Johnny Hallyday et Sylvie Vartan / Photo DDM, Sipa

Ainsi avait-il pris par surprise ce qu'on appelait la chanson française – et qui s'attachait alors à l'écriture déliée des Brassens et Ferré – pour y graver un son nouveau, la « voix Johnny » aux intonations reconnaissables entre mille, et pour donner à la musique rock une place prépondérante en décoiffant la sirupeuse ritournelle des Tino Rossi. La chanson devenait ainsi le terrain privilégié du conflit des générations, et le XXe siècle changeait de disque. Fallait-il donc prendre la jeunesse au sérieux ! Son twist, son blouson noir, ses premières tournées où il fallait que ses fans dévastent les salles et cassent des chaises, annonçaient déjà Mai-68, les pavés, la fin des habitudes confinées, le temps des révoltes contre l'étouffoir de nos pères – « dix ans de chaînes sans voir le jour »… .


Johnny Hallyday et sa femme Laeticia en 1996 / Photo DDM, Sipa Mazeau Jean Marie

C'est ainsi que Johnny a été le « chanteur global » de la Ve République, toujours à la recherche de lui-même, épousant toutes les modes et les musiques qui venaient d'Amérique avec un flair inégalable : retenant la nuit dans les bras de Sylvie, « né dans la rue » quand la rue grondait, moquant « les cheveux longs et les idées courtes » pendant la guerre du Vietnam, mais aussi hippie quand les fleurs poussaient à San Francisco, psychédélique au bon moment, pop pour être populaire, country si nécessaire, mais s'en revenant toujours au rock'n'roll et au blues, Johnny a offert à son public sans âge toutes les variations de la variété, 1000 titres, 110 millions de disques et près de 200 tournées en près de 60 ans – sur la balance, ça dépassait d'un bon poids les Beatles et les Stones !

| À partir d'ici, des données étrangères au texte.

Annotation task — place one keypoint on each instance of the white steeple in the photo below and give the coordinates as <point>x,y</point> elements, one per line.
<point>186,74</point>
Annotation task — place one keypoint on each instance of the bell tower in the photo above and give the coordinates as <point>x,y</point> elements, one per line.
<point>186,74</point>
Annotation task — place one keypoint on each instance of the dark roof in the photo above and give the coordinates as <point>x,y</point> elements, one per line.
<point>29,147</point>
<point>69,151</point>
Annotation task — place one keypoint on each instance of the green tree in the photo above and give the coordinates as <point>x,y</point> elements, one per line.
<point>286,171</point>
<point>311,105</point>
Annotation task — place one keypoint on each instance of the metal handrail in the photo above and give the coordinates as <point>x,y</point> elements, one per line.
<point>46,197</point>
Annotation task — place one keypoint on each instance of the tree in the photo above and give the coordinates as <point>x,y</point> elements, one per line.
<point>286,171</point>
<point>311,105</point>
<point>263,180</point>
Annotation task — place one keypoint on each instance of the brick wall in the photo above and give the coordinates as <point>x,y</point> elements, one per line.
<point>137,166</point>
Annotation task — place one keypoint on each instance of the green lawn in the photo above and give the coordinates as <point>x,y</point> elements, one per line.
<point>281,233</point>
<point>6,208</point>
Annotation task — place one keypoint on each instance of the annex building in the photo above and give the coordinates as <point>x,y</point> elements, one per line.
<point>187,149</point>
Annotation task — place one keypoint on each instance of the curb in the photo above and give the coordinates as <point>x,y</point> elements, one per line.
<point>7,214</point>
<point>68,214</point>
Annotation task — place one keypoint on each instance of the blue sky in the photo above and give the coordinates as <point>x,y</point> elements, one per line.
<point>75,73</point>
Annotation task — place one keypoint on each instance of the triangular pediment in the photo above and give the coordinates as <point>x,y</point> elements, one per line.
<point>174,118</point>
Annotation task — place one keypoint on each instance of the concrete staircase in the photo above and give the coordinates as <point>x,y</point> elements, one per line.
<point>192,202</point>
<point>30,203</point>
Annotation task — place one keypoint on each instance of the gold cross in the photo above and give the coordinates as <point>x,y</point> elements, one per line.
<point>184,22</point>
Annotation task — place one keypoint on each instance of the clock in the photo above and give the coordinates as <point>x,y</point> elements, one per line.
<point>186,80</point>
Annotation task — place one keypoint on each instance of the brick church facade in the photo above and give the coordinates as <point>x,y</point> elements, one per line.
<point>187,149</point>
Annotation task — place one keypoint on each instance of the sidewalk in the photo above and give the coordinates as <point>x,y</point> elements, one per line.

Johnny Hallyday sur scène, le 25 septembre 2009 à Lille / Photo DDM, AFP François Lo Presti

Sur scène, il suffisait que la bête surgisse dans le tonnerre des guitares et la foudre des lasers, pour que son public comprenne spontanément et physiquement que l'heure était devenue électrique et le moment inoubliable, brûlant comme s'il faisait vraiment show. Johnny était alors un corps en sueur, offert sans pudeur à ses fans, un corps de félin – et de préférence un corps en cuir noir.
Certes, la légende Johnny n'a jamais pu franchir les océans, elle s'est contentée d'être une légende française, d'occuper le seul espace de la francophonie – jamais, en un demi-siècle, et malgré toutes ses reprises d'Elvis Presley, Eddie Cochran et autres standards américains, Johnny ne parviendra à s'exporter sur les rivages du rock anglo-saxon. Il était trop français ou peut-être trop belge.


En 2012, Johnny Hallyday revenait à Carcassonne après de nombreuses années d'absence./ Photo DDM

C'est peut-être pour ça qu'il est demeuré à vie notre idole hexagonale – notre rocker devenu sur le tard porte-drapeau officiel de la « french culture ».
Souvenir d'un refrain, souvenir d'un concert, souvenir de nos tendres années. Ce sont « nos » souvenirs. Un demi-siècle d'énergie durable – qui nous a transportés de notre adolescence yéyé jusqu'à un âge disons plus respectable. Respect, Johnny !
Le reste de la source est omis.